New Hampshire, Vermont, Tax Revenue, Tax Capacity, and Values - Granite Grok

New Hampshire, Vermont, Tax Revenue, Tax Capacity, and Values

taxesArt Woolf, an Associate Professor of Economics at the University of Vermont, has an interesting piece in the Burlington Free Press. Interesting, because it hints at a problem in a context most progressives typically ignore.

First, as part of this research professor Woolf reports that as a percentage of total income earned New Hampshire is still one of the lowest taxed states in the Nation.
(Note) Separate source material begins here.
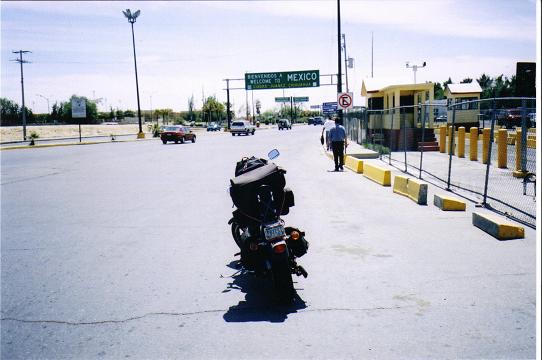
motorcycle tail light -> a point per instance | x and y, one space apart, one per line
279 248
The national average is 10.59 percent, and New Hampshire’s rate is only 8.86 percent. (Vermont’s is over 12%.)

New Hampshire’s rank is important because the article asks questions about spending priorities, values, efficient delivery of services, and just how much you can expect to take and for what.

Does Vermont have the financial capacity to raise additional revenues to clean up Lake Champlain, provide more resources for child welfare, expand health insurance access, promote Vermont’s agricultural economy and tourism, provide affordable housing to low-income Vermonters, expand pre-K educational opportunities, subsidize electric cars, windmills, and solar arrays? The list of unmet social needs is endless but our resources to meet those needs are not.

Our ability to raise new revenues depends on our values, but also on how much tax capacity Vermont has.

It actually relies on the capacity of those in power to place a higher value on the state’s right to make decisions about how to spend “property” than the persons from whom they take it.

And most advocates looking to “expand pre-K educational opportunities, subsidize electric cars, windmills, and solar arrays” at public expense are less interested in the question of taxpayer tolerance for being plundered and more concerned with how best to couch their innate desire to rob them to pay for progressive flights of fancy.

So, Kudos to Professor Woolf for taking a moment during such a flight of fancy to do something unheard of; look out the window and see a forest for the trees.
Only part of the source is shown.